Chamber and 2 Unions Forge Alliance on Immigration Bill
By RACHEL L. SWARNS
Published: January 19, 2006
WASHINGTON, Jan. 18 - THE UNITED STATES CHAMBER of Commerce and two of the country's most powerful labor unions are joining forces to press Congress to pass an immigration bill that would legalize millions of illegal workers, labor and business leaders said this week.
The coalition will include the Service Employees International Union, which has 1.8 million members; the Laborers' International Union of North America, which has 400,000 members; and the chamber, which represents three million businesses.
The groups, which are expected to announce their alliance on Thursday, plan to lobby in Washington and across the country in hopes of influencing members of the Senate, who are expected to take up immigration legislation in coming weeks.
Business and labor officials, who are often at odds over employee legislation, have found common ground on this issue as immigrants have become a rapidly growing share of the workforce. About 11 million illegal immigrants are believed to be living in the country, and the groups are pushing for legislation that would allow them to live and work here legally.
But leaders of the alliance acknowledge that they face a tough fight.
The coalition remains divided over whether to support a broad guest worker plan that would allow hundreds of thousands of new arrivals to work in the United States as temporary employees. The chamber and the service employees' union support the plan, as outlined in a bill by Senators Edward M. Kennedy, Democrat of Massachusetts, and John McCain, Republican of Arizona. The laborers' union opposes it.
The A.F.L.-C.I.O. also opposes a broad guest worker plan, saying it would result in the disappearance of thousands of permanent jobs with benefits and would lead to the workers being exploited. Many conservatives, who oppose granting legal status to illegal immigrants, say they hope to scuttle the legislation as well.
Still, the coalition partners said they hoped to exert influence on the legislation under consideration by the Senate Judiciary Committee.
In December, the House passed a border security bill that would turn the millions of illegal immigrants living in this country into felons, ineligible for any legal status. Randel K. Johnson, the chamber's vice president for labor, immigration and employee benefits, said the coalition hoped to pressure the Senate to take a different path.
"We think it's important to show that we have a united political front here," Mr. Johnson said. "The unions tend to bring the Democrats to the table, and we'll bring a good portion of the Republicans. We're standing here, joining forces to tell the Congress that they need to step up to the plate."
Eliseo Medina, executive vice president of the service employees' union, said the groups also hoped to prod President Bush, who supports a guest worker plan, to push the legislation through Congress. "We're hoping the president takes some leadership on this issue, which he has not until now," Mr. Medina said.
The president of the laborers' union, Terence M. O'Sullivan, said he thought the coalition could play a powerful role, even if his union opposed the guest worker plan.
"We will not agree point on point on immigration reform," Mr. O'Sullivan said. "But the majority of the major components we do agree upon. And there's strength in numbers."

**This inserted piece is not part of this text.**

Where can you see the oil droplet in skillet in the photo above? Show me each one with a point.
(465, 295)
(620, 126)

The two unions are members of a labor federation created last year, partly under the service employees' union's leadership, as a rival to the A.F.L.-C.I.O. The laborers' union is in both federations.
Officials at the A.F.L.-C.I.O. have already begun urging senators to oppose a guest worker plan. Ana Avendano, associate general counsel of the A.F.L.-C.I.O, criticized the service employees' union for supporting the plan.
"We're turning permanent jobs into jobs that are temporary, staffed by temporary workers," Ms. Avendano said of the guest worker proposal. "It's really troubling that any labor union is just sitting back and conceding that this is something that needs to happen."
Mr. Medina dismissed the criticism. He said officials hoped to improve the guest worker proposal, but in the meantime he said the McCain-Kennedy proposal offered the best hope for providing legal status to immigrants already here and to those who hope to come and work.
"Most times we're on opposite ends of the issue on Capitol Hill, but on this one we are in agreement," Mr. Medina said of the alliance. "We agree that to fix this immigration system that is completely broken we need to legalize the people who are here and find a legal way for workers to come in the future."